|Title||Two-Year Test-Retest Reliability of the Breastfeeding Duration Question Used By the Pregnancy Risk Assessment Monitoring System (PRAMS): Implications for Research.|
|Publication Type||Journal Article|
|Year of Publication||2021|
|Authors||Bovbjerg, ML, Uphoff, AE, Rosenberg, KD|
|Journal||Matern Child Health J|
INTRODUCTION: A large literature exists on positive sequelae of breastfeeding, relying heavily on maternal self-reported infant feeding behaviors. Many such studies use PRAMS data, though estimates of reliability for the breastfeeding duration question on PRAMS have not been published.
METHODS: We used data from Oregon PRAMS (respondents are a median 3.5 months postpartum) and PRAMS-2 (median 25 months) to assess test-retest reliability of maternal self-reported breastfeeding duration, among women who had weaned prior to completing the PRAMS survey.

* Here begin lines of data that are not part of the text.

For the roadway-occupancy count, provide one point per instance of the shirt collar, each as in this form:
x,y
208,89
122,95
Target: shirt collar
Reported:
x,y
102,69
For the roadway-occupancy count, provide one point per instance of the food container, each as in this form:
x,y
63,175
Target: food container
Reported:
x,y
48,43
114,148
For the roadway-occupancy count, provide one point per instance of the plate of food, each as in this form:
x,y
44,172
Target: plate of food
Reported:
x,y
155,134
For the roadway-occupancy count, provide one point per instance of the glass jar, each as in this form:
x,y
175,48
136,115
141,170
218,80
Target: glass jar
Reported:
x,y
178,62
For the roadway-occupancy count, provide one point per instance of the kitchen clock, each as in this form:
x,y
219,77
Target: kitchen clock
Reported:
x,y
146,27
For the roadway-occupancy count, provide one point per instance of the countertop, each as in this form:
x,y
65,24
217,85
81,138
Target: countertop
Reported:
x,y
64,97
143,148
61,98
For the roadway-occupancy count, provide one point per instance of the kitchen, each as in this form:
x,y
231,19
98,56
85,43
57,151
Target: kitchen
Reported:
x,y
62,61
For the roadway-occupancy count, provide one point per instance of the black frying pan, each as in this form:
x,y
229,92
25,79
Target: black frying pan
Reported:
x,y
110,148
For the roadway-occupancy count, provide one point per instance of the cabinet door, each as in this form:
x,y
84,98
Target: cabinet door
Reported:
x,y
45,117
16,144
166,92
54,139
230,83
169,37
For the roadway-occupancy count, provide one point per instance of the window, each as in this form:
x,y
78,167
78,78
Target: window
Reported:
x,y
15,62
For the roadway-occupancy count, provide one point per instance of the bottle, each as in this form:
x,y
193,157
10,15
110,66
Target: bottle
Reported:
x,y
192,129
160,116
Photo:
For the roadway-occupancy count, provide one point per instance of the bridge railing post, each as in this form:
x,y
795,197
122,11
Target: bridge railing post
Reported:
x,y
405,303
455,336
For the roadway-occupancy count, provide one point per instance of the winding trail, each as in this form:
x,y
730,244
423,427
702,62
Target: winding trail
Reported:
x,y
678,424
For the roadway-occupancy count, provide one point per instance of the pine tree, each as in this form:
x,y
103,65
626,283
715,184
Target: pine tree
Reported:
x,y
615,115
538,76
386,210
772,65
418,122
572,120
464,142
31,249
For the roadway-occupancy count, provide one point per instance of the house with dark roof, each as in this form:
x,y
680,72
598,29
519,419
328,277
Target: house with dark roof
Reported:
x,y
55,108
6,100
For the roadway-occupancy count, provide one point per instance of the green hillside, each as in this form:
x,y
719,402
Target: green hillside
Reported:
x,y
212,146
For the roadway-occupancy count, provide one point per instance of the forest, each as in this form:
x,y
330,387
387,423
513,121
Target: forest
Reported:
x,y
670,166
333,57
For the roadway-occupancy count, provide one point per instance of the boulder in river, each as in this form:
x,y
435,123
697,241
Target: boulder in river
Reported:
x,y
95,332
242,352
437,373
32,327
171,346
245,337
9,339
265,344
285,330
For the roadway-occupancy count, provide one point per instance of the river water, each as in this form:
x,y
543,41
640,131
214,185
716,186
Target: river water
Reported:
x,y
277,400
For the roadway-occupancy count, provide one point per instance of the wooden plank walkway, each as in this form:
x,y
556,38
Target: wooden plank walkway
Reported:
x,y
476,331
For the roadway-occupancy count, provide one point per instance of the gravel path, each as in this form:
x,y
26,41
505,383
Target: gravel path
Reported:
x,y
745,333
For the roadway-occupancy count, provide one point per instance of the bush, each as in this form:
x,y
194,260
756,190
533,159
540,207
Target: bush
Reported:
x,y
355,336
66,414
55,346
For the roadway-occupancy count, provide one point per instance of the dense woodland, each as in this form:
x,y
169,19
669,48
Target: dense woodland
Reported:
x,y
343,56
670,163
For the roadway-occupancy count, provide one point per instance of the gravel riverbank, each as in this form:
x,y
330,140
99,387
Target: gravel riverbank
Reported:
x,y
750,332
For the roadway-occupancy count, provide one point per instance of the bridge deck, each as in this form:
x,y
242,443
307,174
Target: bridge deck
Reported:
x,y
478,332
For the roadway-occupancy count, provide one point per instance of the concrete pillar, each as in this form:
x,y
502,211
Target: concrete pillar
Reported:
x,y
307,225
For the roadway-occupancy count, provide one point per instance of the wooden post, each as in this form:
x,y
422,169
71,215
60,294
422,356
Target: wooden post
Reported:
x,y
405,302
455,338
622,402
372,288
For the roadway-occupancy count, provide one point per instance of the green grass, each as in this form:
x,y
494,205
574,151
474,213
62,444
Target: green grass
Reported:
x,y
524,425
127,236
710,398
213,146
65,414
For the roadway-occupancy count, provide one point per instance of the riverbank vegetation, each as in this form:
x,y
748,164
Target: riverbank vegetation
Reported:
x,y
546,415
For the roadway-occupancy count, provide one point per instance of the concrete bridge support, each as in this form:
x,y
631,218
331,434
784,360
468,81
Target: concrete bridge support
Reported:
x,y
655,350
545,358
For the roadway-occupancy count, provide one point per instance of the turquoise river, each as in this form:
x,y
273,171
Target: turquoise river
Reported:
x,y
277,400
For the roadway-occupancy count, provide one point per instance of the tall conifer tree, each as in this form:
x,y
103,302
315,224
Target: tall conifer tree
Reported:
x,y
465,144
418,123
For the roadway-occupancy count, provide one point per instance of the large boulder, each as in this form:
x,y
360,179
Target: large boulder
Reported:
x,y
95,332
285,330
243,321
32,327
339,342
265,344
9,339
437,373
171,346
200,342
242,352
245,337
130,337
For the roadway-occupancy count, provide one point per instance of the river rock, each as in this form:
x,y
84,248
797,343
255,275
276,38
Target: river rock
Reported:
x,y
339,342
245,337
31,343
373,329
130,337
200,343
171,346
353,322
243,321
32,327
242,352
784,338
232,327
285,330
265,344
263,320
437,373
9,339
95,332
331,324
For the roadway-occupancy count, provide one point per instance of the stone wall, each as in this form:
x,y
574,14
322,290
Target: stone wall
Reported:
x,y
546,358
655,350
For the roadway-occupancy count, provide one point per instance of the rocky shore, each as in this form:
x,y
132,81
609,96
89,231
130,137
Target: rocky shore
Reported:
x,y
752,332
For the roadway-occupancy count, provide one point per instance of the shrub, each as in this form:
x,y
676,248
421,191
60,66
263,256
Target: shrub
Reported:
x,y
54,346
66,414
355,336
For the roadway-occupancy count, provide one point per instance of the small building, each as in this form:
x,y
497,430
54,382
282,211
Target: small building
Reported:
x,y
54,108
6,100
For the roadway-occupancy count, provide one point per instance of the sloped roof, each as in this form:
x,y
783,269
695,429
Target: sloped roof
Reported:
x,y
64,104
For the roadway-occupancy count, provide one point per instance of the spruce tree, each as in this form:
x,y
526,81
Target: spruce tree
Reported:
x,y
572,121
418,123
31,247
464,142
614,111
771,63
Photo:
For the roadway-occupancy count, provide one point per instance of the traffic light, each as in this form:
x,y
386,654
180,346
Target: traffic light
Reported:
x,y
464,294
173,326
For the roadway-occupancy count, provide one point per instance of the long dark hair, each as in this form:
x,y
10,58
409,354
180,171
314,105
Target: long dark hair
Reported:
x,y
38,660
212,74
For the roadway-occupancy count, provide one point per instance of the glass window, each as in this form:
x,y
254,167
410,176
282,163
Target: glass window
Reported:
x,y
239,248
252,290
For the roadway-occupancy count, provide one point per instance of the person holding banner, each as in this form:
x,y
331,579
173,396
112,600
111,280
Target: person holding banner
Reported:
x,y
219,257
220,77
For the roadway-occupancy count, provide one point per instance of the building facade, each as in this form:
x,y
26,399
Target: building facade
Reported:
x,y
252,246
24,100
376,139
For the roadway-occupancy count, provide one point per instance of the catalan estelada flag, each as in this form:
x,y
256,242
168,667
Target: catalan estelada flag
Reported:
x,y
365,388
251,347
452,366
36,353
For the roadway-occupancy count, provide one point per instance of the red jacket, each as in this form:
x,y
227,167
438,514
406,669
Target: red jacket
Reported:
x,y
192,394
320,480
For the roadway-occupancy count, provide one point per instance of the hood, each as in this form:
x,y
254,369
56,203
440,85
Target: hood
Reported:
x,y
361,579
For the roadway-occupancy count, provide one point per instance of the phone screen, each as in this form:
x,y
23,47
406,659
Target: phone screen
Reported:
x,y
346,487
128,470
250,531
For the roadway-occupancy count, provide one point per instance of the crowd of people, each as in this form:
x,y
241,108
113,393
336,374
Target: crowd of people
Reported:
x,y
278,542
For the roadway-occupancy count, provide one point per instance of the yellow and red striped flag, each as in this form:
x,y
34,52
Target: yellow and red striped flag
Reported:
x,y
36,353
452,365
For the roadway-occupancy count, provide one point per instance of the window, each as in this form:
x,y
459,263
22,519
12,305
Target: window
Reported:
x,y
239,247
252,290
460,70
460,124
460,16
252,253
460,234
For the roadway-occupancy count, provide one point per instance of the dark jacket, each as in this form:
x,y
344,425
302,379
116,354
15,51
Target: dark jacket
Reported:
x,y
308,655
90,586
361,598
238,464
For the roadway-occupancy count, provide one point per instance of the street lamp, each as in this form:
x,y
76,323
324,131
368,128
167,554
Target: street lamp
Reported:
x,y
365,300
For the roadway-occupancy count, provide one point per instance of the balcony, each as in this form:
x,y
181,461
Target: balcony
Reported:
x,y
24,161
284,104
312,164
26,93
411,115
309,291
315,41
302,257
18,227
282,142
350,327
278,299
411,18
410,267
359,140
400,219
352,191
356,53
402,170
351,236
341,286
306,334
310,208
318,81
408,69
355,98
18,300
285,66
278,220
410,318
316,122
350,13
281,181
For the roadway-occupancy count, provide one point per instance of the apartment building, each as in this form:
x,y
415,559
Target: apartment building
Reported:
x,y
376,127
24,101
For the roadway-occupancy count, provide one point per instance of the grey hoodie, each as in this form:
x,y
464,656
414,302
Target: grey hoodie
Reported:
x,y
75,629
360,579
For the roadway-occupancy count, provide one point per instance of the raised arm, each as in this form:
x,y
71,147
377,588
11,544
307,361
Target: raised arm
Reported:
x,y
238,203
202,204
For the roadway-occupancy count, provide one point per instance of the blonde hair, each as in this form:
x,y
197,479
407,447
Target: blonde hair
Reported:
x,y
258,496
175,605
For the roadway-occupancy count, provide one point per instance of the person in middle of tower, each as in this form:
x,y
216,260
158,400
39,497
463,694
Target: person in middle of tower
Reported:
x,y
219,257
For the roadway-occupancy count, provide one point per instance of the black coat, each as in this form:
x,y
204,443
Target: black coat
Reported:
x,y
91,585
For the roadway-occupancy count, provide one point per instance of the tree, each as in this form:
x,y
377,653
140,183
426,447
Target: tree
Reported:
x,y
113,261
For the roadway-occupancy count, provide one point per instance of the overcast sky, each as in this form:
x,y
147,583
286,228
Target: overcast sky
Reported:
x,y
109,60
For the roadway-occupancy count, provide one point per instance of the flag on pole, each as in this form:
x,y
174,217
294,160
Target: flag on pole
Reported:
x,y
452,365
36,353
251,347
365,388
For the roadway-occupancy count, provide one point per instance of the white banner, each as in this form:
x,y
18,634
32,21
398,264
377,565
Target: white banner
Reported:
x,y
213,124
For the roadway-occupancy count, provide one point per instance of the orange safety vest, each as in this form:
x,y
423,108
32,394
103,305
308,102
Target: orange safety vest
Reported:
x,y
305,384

RESULTS: The sample-wide kappa for the paired, self-reported breastfeeding duration was 0.014, and the intraclass correlation coefficient was 0.17, both of which indicate poor agreement. More than 80% of women reported a longer duration on PRAMS-2; the median (interquartile range) difference was +1.0 (0.31 - 2.1) months.
DISCUSSION: Recent literature on this topic from high-income countries falls into two categories: entirely retrospective versus "prospective" reliability assessments. Entirely retrospective assessments (both inquiries occur well after weaning) universally report exceedingly high reliability, whereas "prospective" assessments (women report infant feeding behavior during infancy, immediately after weaning, and some years later are asked to replicate their original answer) universally report poorer reliability. Interestingly, all "prospective" reliability studies, including ours, found that women over-report past breastfeeding durations by about 1 month upon the second inquiry. Researchers need not refrain from using maternal self-reported breastfeeding durations, because participants are largely still ranked correctly, relative to each other. However, such research efforts must avoid attempting to determine any optimal threshold duration.